Aseptic technique is mandatory during procedures involving the spinal column, such as lumbar punctures, epidural anesthesia, spinal taps, or surgery, to prevent introduction of pathogens into sterile spaces. This includes thorough sterilization of medical instruments, use of personal protective equipment (PPE) such as sterile gloves, masks, and gowns, and maintaining a clean procedural environment. Operating rooms and intensive care units should implement regular air filtration and surface disinfection to reduce airborne and contact transmission.
For patients undergoing spinal surgeries or implants, prophylactic antibiotics may be administered preoperatively to prevent postoperative infections. Post-surgical wound care, including regular cleaning, dressing changes, and monitoring for signs of infection (e.g., redness, discharge, or fever), is equally critical.
Early Detection
Early recognition of spinal cord infection symptoms, such as fever, localized back pain, neurological deficits, or altered reflexes, is critical to limit progression.

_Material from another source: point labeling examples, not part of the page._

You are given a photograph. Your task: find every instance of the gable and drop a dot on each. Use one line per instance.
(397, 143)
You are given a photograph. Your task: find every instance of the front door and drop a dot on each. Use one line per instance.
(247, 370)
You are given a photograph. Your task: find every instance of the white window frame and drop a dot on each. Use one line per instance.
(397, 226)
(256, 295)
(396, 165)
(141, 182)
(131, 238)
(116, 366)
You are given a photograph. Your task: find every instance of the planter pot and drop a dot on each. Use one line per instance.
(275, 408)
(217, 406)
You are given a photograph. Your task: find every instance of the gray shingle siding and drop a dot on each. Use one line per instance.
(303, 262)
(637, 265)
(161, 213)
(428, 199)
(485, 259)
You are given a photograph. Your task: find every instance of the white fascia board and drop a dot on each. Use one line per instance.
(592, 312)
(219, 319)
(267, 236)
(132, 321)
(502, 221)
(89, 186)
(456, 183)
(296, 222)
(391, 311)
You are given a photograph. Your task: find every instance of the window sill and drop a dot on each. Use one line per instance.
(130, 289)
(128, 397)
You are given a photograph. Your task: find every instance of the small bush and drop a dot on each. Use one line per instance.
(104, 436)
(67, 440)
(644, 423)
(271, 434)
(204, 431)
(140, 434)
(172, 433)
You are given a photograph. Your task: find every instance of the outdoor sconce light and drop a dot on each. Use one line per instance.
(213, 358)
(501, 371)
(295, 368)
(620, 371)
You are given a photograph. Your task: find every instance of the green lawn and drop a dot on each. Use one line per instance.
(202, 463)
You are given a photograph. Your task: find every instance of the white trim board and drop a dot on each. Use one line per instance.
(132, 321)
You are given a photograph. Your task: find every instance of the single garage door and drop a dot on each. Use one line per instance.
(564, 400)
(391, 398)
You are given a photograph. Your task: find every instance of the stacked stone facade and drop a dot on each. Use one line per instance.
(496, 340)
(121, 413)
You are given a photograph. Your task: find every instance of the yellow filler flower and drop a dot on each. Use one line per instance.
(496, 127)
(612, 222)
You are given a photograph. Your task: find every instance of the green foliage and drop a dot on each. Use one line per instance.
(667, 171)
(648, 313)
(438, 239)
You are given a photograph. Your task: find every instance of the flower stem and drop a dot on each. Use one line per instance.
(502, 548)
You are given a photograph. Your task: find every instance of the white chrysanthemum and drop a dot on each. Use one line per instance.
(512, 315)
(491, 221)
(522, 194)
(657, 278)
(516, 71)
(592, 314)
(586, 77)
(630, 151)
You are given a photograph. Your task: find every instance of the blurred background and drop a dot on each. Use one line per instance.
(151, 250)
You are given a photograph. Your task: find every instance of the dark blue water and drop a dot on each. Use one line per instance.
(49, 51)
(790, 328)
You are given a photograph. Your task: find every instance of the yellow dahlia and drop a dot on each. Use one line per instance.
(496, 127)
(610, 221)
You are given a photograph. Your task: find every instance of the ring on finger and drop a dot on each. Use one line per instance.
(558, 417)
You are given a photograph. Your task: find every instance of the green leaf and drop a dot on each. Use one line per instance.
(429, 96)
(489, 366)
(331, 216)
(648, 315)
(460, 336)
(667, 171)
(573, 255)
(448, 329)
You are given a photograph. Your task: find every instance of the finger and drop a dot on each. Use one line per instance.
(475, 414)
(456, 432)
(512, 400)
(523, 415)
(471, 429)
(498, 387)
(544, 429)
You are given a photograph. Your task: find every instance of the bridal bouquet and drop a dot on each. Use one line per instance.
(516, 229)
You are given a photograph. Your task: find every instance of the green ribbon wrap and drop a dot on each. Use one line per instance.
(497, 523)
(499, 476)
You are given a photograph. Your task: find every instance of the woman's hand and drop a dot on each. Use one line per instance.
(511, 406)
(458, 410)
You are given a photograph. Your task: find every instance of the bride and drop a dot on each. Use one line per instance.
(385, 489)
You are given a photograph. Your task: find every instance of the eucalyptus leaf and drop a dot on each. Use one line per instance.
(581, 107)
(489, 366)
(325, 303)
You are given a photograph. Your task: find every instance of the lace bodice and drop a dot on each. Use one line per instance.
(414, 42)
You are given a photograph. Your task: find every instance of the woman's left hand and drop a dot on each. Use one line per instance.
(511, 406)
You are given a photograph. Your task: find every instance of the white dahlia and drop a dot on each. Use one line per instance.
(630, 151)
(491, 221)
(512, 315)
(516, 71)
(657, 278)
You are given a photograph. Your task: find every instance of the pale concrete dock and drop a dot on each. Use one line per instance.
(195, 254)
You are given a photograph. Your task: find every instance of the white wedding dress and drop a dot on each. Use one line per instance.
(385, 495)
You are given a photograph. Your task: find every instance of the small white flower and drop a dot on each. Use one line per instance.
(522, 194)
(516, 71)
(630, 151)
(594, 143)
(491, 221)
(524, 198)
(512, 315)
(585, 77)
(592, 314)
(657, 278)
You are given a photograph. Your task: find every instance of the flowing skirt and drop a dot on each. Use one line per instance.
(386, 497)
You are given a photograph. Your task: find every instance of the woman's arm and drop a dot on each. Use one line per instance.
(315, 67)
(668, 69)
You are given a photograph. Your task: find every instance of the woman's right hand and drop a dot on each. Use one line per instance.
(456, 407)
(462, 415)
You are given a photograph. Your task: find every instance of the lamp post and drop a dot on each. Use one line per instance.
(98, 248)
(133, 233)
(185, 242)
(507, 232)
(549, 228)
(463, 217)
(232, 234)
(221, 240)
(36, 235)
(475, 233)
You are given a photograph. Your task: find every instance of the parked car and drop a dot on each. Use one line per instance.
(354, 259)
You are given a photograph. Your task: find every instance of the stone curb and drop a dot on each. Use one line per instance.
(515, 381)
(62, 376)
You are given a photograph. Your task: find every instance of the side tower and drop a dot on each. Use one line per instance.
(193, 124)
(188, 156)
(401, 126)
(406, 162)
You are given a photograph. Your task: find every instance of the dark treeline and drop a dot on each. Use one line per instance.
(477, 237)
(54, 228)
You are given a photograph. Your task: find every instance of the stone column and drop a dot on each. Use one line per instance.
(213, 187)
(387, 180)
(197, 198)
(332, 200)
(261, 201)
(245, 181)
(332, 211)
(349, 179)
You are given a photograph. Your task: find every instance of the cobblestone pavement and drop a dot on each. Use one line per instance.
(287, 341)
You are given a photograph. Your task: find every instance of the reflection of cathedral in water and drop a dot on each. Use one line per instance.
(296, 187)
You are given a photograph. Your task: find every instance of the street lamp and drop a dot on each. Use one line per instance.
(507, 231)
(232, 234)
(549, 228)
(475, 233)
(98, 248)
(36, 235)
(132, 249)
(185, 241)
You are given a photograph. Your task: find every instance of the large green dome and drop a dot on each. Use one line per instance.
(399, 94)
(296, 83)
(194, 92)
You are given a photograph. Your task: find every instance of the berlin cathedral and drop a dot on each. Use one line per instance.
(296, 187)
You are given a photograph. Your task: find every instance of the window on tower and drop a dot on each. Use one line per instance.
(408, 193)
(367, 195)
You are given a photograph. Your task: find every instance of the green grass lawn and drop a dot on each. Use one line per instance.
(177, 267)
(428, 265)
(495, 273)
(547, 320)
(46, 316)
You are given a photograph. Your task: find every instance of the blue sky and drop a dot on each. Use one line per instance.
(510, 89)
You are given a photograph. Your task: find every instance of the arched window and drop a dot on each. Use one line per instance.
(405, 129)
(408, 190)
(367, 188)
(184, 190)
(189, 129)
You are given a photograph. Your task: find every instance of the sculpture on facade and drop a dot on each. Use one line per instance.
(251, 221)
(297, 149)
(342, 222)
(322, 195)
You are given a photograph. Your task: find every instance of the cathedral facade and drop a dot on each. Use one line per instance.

Prognosis and Long-Term Outcomes
The prognosis of spinal cord infections varies widely depending on the severity of the infection and the timeliness of treatment. Long-term effects can range from full recovery to permanent neurological deficits.
Recovery Factors
Recovery largely depends on the type of pathogen, the extent of spinal cord damage, and how quickly antimicrobial therapy begins. Bacterial infections like spinal epidural abscesses typically require urgent intervention to prevent permanent paralysis.
Patient age and preexisting health conditions also influence outcomes. Younger patients with fewer comorbidities generally have better recovery rates. Early diagnosis and surgical drainage, when needed, significantly improve functional restoration.
Delays in treatment may lead to irreversible damage due to inflammatory responses and tissue necrosis. The presence of complications such as abscess formation and spinal instability can worsen prognosis.
Rehabilitation Needs
Rehabilitation focuses on regaining motor function, sensory capabilities, and independence. Physical therapy aims to strengthen weakened muscles and improve mobility.
Occupational therapy assists with daily living activities, emphasizing adaptations for sensory or motor deficits that remain after infection resolution. Pain management and psychological support are often necessary due to chronic discomfort and emotional impact.
Long-term rehabilitation may involve assistive devices like braces or wheelchairs for patients with severe neurological impairment. Periodic neurological assessments help guide rehabilitation adjustments and monitor for secondary complications.